Denken Sie an die Seil-Kamerasysteme bei Fußballübertragungen. Diese arbeiten in
einem Raum, der von den Menschen nicht genutzt wird.
Wo liegen im Moment die gravierendsten Probleme bei der Weiterentwicklung?
Es fängt auf der Ebene der Regelungs- und Steuerungstechnik an. Problematisch sind
beispielsweise Schwingungen, die an einer Stelle erzeugt und auf die anderen Seile
übertragen werden.

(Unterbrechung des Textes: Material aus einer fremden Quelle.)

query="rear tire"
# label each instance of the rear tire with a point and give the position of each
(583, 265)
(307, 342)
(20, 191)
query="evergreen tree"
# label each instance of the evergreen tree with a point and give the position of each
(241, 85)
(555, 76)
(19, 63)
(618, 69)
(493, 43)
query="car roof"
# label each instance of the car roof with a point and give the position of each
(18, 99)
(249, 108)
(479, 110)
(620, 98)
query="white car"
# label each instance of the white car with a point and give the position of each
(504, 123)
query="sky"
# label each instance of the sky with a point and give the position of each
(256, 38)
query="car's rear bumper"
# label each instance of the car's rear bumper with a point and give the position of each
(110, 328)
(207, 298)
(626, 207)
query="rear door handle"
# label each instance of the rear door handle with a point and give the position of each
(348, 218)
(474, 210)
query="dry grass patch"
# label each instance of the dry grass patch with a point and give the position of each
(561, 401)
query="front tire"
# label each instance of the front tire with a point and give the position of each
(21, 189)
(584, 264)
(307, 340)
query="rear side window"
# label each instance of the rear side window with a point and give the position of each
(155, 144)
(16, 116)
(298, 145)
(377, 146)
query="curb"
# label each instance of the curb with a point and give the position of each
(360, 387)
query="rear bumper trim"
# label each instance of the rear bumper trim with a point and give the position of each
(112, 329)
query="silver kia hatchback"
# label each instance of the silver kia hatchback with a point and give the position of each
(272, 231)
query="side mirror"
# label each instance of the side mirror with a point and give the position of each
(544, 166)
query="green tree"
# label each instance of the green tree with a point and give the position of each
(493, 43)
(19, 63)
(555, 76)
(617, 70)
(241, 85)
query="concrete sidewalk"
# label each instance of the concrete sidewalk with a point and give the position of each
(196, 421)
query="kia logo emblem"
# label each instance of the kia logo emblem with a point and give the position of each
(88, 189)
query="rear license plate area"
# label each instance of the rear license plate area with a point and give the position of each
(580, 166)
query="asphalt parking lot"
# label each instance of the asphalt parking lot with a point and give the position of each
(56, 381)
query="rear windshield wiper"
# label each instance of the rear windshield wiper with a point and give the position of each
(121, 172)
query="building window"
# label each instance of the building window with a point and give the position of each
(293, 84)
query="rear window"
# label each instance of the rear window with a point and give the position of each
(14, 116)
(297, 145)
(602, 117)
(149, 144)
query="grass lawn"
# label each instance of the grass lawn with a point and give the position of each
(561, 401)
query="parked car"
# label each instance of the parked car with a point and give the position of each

Wie bei einer Gitarrensaite bleibt das System eine gewisse Zeit in
Schwingung und erschwert das exakte Arbeiten in der Kabine. Ein anderes Problem ist der
Arbeitsraum. Denn er ist stark abhängig von der Konfiguration der Seile und wir müssen
die Frage beantworten, welche Aufhängung für beispielsweise die Simulation einer 500
Meter langen Beschleunigung auf einer Startbahn die beste ist, wenn wir real nur fünf
Meter zur Verfügung haben. Dafür müssen wir den Raum sozusagen komprimieren oder
auch Anteile der Beschleunigung weglassen.
Sind Sie selbst schon »Fahrgast« gewesen?
Oh ja. Auch wenn ich für die Entwicklung des Bewegungssimulators mitverantwortlich bin
und die Zahlen kenne. Man merkt erst beim Drinsitzen, wieviel Power das System hat.